Just 2% of people in Cameroon have had both vaccination jabs, according to figures from Our World in Data, but reports indicate there has been an increase in the number of people in the country trying to get vaccinated so they can buy tickets for the competition.

"Caf will continue to monitor the situation and the evolution of the health conditions and adapt measures if needs be," said a statement from African football's governing body.

Cameroon open the tournament against Burkina Faso at the Olembe Stadium in Yaounde, which has a capacity of 60,000, on Sunday (16:00 GMT).

Meanwhile Zambia says they are on standby to play at the Africa Cup of Nations should Zimbabwe be banned by football's world governing body ahead of Sunday's start of the competition.

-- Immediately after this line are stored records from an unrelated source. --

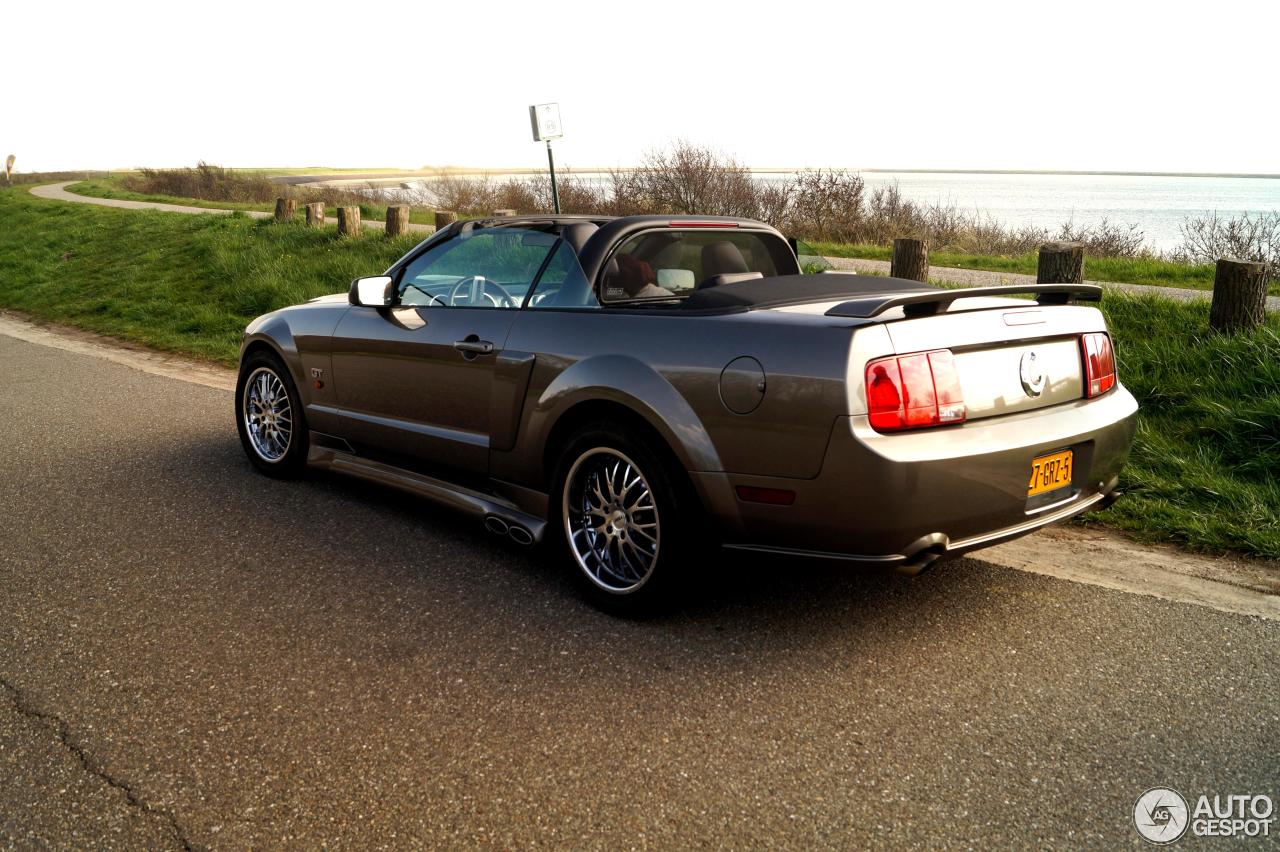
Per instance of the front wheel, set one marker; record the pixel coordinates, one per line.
(624, 518)
(269, 417)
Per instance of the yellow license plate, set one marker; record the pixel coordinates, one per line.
(1050, 472)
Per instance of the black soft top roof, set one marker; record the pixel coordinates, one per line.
(782, 291)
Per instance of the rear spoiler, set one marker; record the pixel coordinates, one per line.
(927, 303)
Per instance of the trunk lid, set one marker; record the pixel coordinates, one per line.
(1011, 357)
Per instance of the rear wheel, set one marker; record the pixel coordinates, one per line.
(269, 417)
(624, 518)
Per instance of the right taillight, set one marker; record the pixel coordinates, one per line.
(1100, 363)
(914, 392)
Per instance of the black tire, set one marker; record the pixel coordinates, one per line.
(676, 512)
(263, 453)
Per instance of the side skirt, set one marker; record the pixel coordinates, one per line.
(498, 516)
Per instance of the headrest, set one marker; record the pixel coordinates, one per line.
(722, 259)
(676, 279)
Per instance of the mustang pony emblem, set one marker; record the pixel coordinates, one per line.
(1032, 374)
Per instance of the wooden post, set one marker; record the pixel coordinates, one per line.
(284, 209)
(910, 260)
(1239, 296)
(348, 221)
(1060, 264)
(397, 220)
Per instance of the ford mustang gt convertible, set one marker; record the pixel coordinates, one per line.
(632, 390)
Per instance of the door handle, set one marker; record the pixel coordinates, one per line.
(474, 346)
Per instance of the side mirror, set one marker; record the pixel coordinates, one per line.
(376, 291)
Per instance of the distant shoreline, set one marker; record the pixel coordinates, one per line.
(394, 177)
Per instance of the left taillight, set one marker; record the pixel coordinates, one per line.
(1100, 363)
(914, 392)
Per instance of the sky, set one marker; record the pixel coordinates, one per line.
(977, 85)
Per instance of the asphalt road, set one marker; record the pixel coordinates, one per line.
(195, 655)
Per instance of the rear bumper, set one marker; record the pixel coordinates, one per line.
(896, 499)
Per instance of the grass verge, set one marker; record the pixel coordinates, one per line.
(1124, 270)
(173, 282)
(112, 188)
(1202, 472)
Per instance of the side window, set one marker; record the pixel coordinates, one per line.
(563, 283)
(493, 268)
(664, 265)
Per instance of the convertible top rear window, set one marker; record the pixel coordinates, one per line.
(670, 264)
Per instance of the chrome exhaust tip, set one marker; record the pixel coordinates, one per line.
(915, 566)
(923, 553)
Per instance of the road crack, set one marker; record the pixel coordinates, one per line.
(63, 732)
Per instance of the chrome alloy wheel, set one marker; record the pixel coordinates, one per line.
(611, 520)
(268, 415)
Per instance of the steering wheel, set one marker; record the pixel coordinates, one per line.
(479, 285)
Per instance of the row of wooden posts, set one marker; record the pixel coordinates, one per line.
(1239, 287)
(348, 216)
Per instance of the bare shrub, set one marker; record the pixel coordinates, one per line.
(1246, 237)
(1106, 238)
(215, 183)
(822, 205)
(208, 182)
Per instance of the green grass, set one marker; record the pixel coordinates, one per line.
(1125, 270)
(113, 188)
(1205, 471)
(173, 282)
(1202, 472)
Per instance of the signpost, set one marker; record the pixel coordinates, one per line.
(547, 127)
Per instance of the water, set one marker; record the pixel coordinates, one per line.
(1156, 205)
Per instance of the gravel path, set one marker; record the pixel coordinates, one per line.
(965, 276)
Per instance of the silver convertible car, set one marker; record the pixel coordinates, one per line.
(634, 390)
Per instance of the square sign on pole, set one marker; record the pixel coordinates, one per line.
(545, 120)
(547, 127)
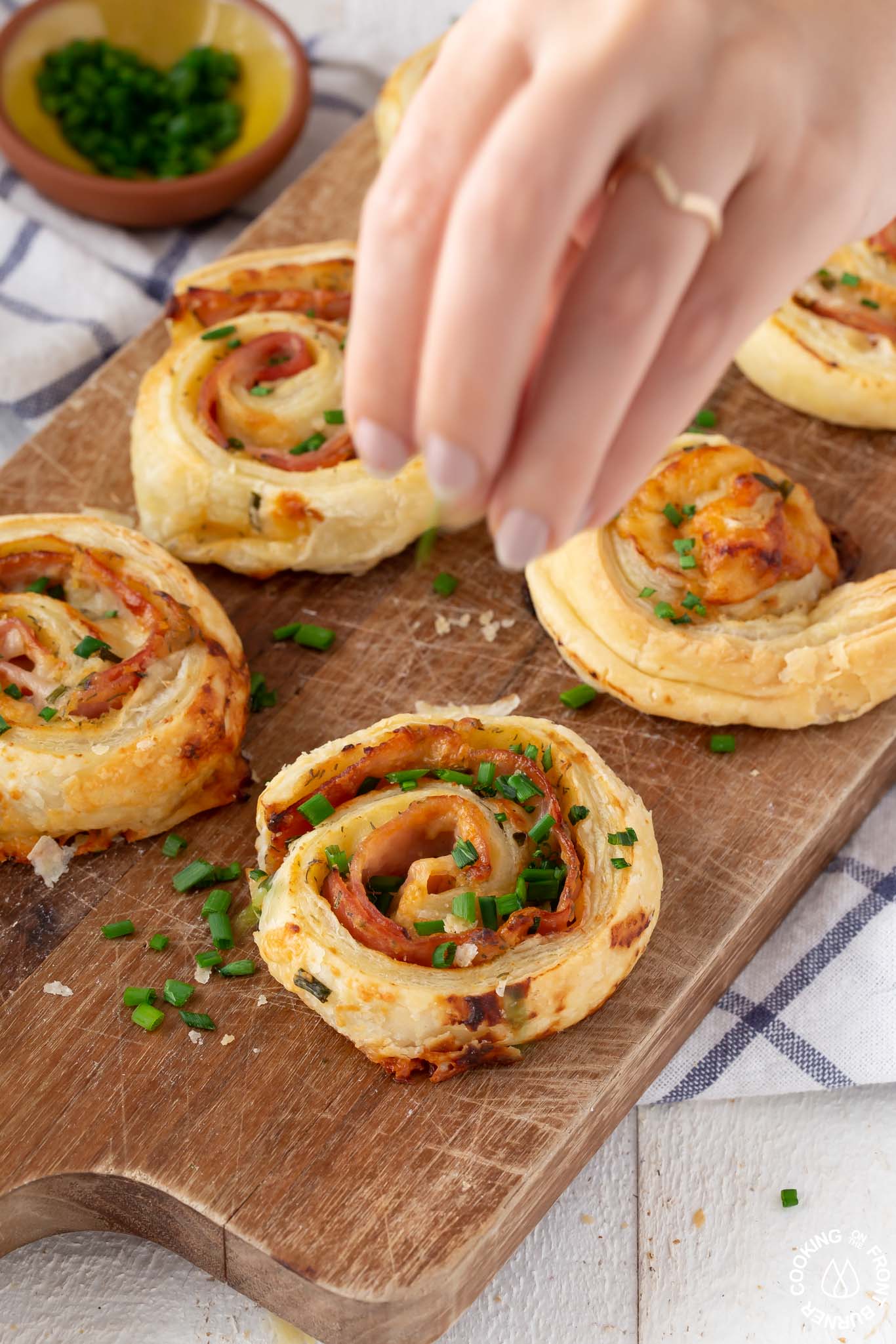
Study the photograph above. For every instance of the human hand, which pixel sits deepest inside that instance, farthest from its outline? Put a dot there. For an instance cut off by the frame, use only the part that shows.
(543, 340)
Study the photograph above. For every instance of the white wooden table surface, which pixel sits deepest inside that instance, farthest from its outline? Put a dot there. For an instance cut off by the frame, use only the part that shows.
(674, 1232)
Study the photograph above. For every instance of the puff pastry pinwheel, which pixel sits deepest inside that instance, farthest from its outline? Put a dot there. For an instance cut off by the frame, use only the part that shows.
(445, 890)
(239, 452)
(718, 596)
(398, 92)
(123, 687)
(830, 350)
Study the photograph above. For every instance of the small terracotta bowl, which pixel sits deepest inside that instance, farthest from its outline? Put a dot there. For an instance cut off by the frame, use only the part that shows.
(274, 91)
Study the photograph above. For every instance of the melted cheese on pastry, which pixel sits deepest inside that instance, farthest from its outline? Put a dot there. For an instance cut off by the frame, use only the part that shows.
(718, 597)
(239, 452)
(366, 914)
(124, 687)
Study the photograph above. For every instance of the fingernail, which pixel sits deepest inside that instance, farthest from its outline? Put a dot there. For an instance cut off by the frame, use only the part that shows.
(453, 471)
(520, 538)
(382, 451)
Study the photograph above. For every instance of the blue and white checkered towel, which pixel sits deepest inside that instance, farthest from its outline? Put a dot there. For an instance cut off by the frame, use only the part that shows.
(817, 1006)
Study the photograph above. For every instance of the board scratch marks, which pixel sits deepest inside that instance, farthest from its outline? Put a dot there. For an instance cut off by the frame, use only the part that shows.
(288, 1145)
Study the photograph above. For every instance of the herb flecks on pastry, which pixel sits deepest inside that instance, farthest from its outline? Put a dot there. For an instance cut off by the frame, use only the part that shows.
(123, 687)
(720, 596)
(830, 348)
(239, 448)
(730, 529)
(443, 890)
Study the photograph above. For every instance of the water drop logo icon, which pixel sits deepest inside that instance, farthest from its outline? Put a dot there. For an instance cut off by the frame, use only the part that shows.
(840, 1281)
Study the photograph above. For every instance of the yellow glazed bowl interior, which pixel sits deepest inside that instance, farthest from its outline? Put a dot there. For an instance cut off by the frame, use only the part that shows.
(160, 31)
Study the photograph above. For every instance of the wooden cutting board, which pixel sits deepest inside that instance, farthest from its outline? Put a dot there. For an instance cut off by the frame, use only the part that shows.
(365, 1210)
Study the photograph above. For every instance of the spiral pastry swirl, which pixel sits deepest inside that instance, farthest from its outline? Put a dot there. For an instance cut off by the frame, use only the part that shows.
(445, 890)
(123, 687)
(239, 449)
(719, 596)
(830, 348)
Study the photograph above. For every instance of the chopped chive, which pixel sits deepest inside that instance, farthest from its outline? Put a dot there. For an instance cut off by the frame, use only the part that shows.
(199, 872)
(119, 929)
(245, 967)
(464, 854)
(287, 632)
(453, 777)
(220, 931)
(443, 584)
(523, 786)
(216, 899)
(312, 985)
(197, 1021)
(428, 926)
(315, 638)
(176, 992)
(336, 858)
(723, 743)
(310, 445)
(464, 906)
(489, 912)
(134, 995)
(542, 828)
(147, 1017)
(317, 809)
(209, 958)
(260, 695)
(89, 645)
(384, 882)
(578, 697)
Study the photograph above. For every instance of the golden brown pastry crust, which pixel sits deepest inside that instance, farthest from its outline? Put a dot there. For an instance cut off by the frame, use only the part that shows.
(800, 651)
(136, 745)
(206, 502)
(520, 985)
(398, 92)
(830, 350)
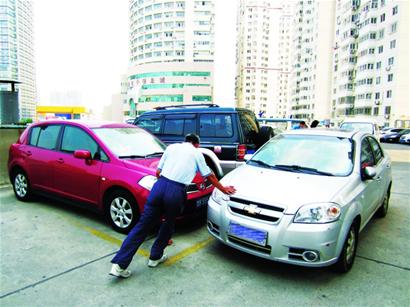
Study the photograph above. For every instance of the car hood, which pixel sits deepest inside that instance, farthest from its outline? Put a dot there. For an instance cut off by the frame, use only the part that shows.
(149, 166)
(288, 190)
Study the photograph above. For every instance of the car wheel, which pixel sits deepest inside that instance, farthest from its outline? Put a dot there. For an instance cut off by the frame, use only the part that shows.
(21, 185)
(348, 254)
(122, 211)
(382, 211)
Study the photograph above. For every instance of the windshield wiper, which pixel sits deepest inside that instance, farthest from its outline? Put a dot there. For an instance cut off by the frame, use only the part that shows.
(259, 162)
(301, 169)
(159, 153)
(131, 157)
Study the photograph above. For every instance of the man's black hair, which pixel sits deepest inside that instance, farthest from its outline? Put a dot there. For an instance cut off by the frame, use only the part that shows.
(192, 138)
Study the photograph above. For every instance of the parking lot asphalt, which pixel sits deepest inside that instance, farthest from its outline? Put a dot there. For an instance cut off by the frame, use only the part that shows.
(53, 254)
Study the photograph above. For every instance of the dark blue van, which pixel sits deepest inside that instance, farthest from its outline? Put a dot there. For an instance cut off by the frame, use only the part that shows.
(229, 132)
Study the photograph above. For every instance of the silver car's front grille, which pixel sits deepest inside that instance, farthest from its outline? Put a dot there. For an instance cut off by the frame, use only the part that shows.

Last month, Fifa said a ban "may have to be imposed on" Zimbabwe unless the elected FA regained control of the sport from a government-appointed organisation by 3 January.

This has not happened, meaning Zambia are theoretically in line to contest the finals since they finished behind Zimbabwe in their Nations Cup qualifying group.

Zambia missed out on reaching the Nations Cup by a single point, when finishing third behind second-placed Zimbabwe in a qualifying group topped by defending champions Algeria.

Nations Cup regulations state that any team that withdraws "after its qualification in the final tournament, but before its actual start, shall be replaced by the team classified next in the group" (Article 86).

The Fifa deadline of 3 January for the Sports and Recreation Commission (SRC), the body mandated to develop Zimbabwean sport by the government, to hand back control to Zifa has passed without such an event occurring.

Fifa disapproves of governmental interference in the running of member associations and has banned countries from all forms of football as a result in the past.

The next step is for football's governing body to refer the SRC's refusal to hand back control to the "Bureau of Fifa Council for consideration and decision" although it is unclear when the council will next meet.